Some of those present for the ceremony served with Kapaun in combat or suffered with him in the prison camp, where the only things keeping them alive were handfuls of birdseed or stolen food, and the spiritual and emotional nourishment offered by the priest from Kansas who openly defied their Communist captors.

“That faith — that they might be delivered from evil — was perhaps his greatest gift to those men,” Obama said Thursday.

The Secretary of the Army and the Chairman of the Joint Chiefs of Staff recommended Kapaun for the Medal of Honor in 2009. But special legislation had to pass Congress because of statute-of-limitation issues and the White House had to agree with the recommendation before the medal could be awarded.

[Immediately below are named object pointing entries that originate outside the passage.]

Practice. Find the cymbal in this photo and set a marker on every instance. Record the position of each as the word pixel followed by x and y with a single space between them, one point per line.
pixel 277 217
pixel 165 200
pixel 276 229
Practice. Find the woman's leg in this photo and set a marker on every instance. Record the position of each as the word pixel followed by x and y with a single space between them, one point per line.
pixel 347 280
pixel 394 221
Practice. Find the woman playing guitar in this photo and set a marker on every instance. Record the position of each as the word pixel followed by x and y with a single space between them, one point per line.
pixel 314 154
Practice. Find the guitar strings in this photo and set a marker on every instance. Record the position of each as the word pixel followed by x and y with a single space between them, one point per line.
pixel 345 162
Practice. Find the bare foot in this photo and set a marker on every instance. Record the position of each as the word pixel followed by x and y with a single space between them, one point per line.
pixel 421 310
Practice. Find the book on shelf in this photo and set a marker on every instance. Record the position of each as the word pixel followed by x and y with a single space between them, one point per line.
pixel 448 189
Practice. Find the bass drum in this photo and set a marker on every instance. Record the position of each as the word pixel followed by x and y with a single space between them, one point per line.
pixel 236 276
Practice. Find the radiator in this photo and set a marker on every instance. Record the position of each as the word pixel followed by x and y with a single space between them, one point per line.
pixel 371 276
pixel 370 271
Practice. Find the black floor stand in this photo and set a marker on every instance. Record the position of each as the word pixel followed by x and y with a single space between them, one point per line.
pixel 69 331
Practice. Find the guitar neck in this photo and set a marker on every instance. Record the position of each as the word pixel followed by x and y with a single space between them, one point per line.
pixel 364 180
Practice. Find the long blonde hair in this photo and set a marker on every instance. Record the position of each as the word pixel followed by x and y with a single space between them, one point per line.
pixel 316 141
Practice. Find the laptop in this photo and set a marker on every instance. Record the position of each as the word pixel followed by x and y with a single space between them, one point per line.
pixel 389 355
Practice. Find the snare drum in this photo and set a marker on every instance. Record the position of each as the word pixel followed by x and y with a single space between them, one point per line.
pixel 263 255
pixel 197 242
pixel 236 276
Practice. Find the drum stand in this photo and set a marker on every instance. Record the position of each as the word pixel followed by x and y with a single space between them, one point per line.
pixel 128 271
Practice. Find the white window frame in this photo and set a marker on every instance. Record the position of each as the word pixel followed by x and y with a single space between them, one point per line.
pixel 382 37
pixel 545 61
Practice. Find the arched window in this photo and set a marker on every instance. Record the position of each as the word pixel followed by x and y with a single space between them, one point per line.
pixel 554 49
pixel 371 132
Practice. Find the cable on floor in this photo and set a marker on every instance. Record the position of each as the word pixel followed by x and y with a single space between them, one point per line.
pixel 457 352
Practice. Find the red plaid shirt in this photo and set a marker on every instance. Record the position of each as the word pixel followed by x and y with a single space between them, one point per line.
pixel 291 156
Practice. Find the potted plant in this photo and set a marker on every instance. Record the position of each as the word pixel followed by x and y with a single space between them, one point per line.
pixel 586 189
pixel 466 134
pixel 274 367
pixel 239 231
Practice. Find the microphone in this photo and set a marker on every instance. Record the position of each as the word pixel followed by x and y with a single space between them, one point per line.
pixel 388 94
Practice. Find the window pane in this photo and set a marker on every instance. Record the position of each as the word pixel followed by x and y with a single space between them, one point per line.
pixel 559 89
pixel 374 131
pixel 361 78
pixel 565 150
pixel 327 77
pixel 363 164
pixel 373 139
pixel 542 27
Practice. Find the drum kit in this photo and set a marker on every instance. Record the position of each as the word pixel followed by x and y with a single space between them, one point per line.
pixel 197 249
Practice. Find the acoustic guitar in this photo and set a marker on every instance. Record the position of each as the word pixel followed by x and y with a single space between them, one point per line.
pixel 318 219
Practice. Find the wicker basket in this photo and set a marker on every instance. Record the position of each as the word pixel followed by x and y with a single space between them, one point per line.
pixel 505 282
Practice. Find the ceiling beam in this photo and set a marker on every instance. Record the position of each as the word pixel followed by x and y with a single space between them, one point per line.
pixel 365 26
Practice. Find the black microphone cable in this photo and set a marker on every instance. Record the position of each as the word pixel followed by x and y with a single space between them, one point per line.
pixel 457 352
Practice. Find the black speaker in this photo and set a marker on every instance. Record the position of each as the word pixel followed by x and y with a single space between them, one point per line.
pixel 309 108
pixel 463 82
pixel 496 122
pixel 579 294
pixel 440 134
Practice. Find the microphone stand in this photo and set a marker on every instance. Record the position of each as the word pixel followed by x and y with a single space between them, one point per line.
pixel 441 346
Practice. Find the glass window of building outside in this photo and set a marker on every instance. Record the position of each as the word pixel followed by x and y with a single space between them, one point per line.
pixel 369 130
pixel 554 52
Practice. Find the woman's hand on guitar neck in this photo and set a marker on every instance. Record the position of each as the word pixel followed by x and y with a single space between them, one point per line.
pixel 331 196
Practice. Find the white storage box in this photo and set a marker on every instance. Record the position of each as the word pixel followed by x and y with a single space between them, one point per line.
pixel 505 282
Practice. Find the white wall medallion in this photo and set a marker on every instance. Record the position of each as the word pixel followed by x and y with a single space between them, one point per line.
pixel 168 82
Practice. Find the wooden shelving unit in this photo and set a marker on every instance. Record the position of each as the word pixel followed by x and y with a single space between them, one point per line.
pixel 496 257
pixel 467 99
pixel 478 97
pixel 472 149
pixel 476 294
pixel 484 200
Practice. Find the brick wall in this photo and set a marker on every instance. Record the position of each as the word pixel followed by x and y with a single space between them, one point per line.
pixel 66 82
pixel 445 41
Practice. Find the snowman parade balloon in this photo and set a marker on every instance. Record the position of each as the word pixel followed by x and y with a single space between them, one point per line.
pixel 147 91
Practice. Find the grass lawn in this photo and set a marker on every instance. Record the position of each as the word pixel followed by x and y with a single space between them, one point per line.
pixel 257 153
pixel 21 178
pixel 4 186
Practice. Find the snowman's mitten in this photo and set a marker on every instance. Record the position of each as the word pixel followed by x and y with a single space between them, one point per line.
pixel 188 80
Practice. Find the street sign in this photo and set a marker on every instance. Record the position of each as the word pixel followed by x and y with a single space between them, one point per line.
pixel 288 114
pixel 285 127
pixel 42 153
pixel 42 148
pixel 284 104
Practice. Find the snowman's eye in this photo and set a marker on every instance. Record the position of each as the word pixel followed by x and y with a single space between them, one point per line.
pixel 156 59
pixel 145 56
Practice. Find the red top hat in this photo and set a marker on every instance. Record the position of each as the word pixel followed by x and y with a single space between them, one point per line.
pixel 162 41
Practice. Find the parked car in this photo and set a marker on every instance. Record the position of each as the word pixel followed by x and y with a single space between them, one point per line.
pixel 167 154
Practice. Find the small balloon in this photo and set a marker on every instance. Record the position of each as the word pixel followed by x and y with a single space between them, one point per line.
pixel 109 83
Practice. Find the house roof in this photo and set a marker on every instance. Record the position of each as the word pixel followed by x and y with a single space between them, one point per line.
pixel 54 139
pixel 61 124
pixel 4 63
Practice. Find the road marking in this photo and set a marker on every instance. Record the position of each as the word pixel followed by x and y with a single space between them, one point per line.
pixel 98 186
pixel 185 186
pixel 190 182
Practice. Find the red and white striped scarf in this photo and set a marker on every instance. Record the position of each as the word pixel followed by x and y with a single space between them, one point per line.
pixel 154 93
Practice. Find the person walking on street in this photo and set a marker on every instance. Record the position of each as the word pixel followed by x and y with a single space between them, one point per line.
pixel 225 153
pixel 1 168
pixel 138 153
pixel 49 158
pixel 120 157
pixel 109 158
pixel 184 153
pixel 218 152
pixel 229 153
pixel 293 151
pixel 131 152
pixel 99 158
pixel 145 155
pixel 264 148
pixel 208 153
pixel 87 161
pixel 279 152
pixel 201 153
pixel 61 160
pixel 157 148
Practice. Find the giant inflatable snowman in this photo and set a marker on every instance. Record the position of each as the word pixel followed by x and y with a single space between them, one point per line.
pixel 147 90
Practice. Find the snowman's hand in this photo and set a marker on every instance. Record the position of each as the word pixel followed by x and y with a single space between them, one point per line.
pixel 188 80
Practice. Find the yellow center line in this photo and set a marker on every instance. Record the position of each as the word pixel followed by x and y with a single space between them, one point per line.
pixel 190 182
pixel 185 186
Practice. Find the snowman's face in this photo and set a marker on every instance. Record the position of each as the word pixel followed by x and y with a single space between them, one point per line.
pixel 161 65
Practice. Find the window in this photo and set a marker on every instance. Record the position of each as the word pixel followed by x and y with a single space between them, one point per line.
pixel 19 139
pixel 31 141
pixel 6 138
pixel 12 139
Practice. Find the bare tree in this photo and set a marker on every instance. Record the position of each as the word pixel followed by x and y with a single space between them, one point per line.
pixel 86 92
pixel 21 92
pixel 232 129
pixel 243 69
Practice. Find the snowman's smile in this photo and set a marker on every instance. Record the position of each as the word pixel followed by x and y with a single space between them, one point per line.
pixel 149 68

Kapaun was born in 1916 on a farm near the town of Pilsen, in Marion County, and was ordained a priest in Wichita in 1940. He served his church in Pilsen until 1944, when he joined the Army as chaplain; he served in India and Burma, then returned to Kansas and parish churches. In 1948, he rejoined the Army as a chaplain and was stationed in 1950 in Japan with the 8th Cavalry regiment. That unit went to Korea weeks after the North invaded the South on June 25.

After his capture at Unsan, Kapaun kept rescuing soldiers on the march to prison, persuading able-bodied soldiers to help carry wounded comrades. In prison, he defied brainwashing attempts by the camp guards, picked lice off the sick, washed the clothes of wounded soldiers and with others stole bags of food while other POWs deliberately started fights to distract guards.

Kapaun has been declared a Servant of God by the Roman Catholic Church, and the Vatican is investigating his case for sainthood. The Rev. John Hotze is investigating Kapaun’s canonization case. Hotze has interviewed 55 people and reviewed many documents, compiling 8,000 pages of information he sent to the Vatican. He is investigating two miracles people say occurred after they prayed to Kapaun. To qualify for sainthood, Hotze said, a candidate needs to have lived a life of heroic virtue and sanctity.

“My personal impression of him is, there’s no way he cannot be a saint, in what he has done,” Hotze said.

To illustrate, Hotze pointed to Kapaun’s outlook as a prisoner of war: “You and me, our first thought would be: How am I going to survive? He would look at every day as: What am I going to do to help someone else survive?”

Material from Tribune Washington Bureau is included in this report.